At this stage of the race, nearly all candidates are painting with broad strokes and are short on details. Six months from now, however, the candidates for President should offer up much more specific information on how they plan to ensure the safety of the nation and her people. The national security-candidate is the one who is committed to:

  • Vetoing defense spending bills that contain (or directing agencies to ignore) any earmarks. At the start of the long war would be a good time to send a strong, clear signal to a pork-crazed Congress that this is indeed war -- and that we're going to make war-related spending decisions based on what the troops need and what their leaders feel is essential; not what some constituent-contractor back in the home district thinks will boost the bottom line.
  • Purging the intelligence community of long-time incumbents and golden-handcuffed dinosaurs. The people who presided over the greatest intelligence failures of the last generation and who continue to prepare for wars that will never come need to make way for the baggage-less generation. No one has led these communities through an intelligence-driven war, so their departure is no loss.
  • Enhancing our counterintelligence capabilities. The espionage efforts of our most challenging adversaries are back up to cold war levels, but since the fall of the Soviet Union our counterintelligence and security capabilities have slowly been whittled away. The result has been cases like Nada Prouty, Ana Montes and the penetration of one of our most important intelligence facilities.
  • Right-sizing the military and civilian intelligence community staff by eliminating duplication through consolidation and fighting for smart growth in key areas by proposing raises in manpower caps in human intelligence and all-source analysis disciplines.
  • Refining the use of contractors in the defense and intelligence communities. Contractors are necessary and in some cases essential, but they should be used judiciously and over short periods of time. With a contractor costing the government nearly double what a civilian employee costs, and with contractors cannibalizing the civilian workforce, our current approach to contracting is untenable.
  • Increasing transparency in national security decision-making practice. Making mandatory the inclusion of outside experts in all substantial intelligence assessments to reduce real or perceived politicization. Push as much "lesser-included" work (the Burundi's and
    Bhutan's of the world) to academic institutions. Continue declassifying NIEs to restore credibility and confidence in our government's intellectual acumen.

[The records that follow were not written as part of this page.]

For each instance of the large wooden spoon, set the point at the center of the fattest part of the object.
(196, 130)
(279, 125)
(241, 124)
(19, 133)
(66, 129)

  • Dispersing as much of the national security apparatus across the country as possible. Washington DC and its surrounds are expensive, congested, dilapidated and dysfunctional. Let agencies keep their headquarters elements in DC, but send everyone else to Dayton, Omaha,
    Kansas City, Boise, etc. Not has the quality of life for tens of thousands of people improved, the community is also much more resilient to attack or natural disaster.
  • Focusing on the hardest problems of our age by encouraging real risk-taking against hard targets and encouraging the employment of unique approaches to the most pressing challenges. By the same token the candidate will communicate with enthusiasm their intention to back our most aggressive, legitimate actions against our adversaries, and to protect operatives from political witch hunts.
  • Protecting what is truly secret and dispensing with what is not. Over-classification and abuse of the classification system is rampant, which means we spend too much time protecting information of dubious value.
    Enlarge the Information Security Oversight Office and enhance their capability and authority to produce and enforce a sensible and effective classification policy.
  • Enforcing a strict adherence to administration goals and a no-tolerance policy towards those who cannot or will not get with the program. No more Alberto Gonzales's. Yes-men are to be avoided, but tolerance for those who actively undermine policy is a betrayal of the electorate.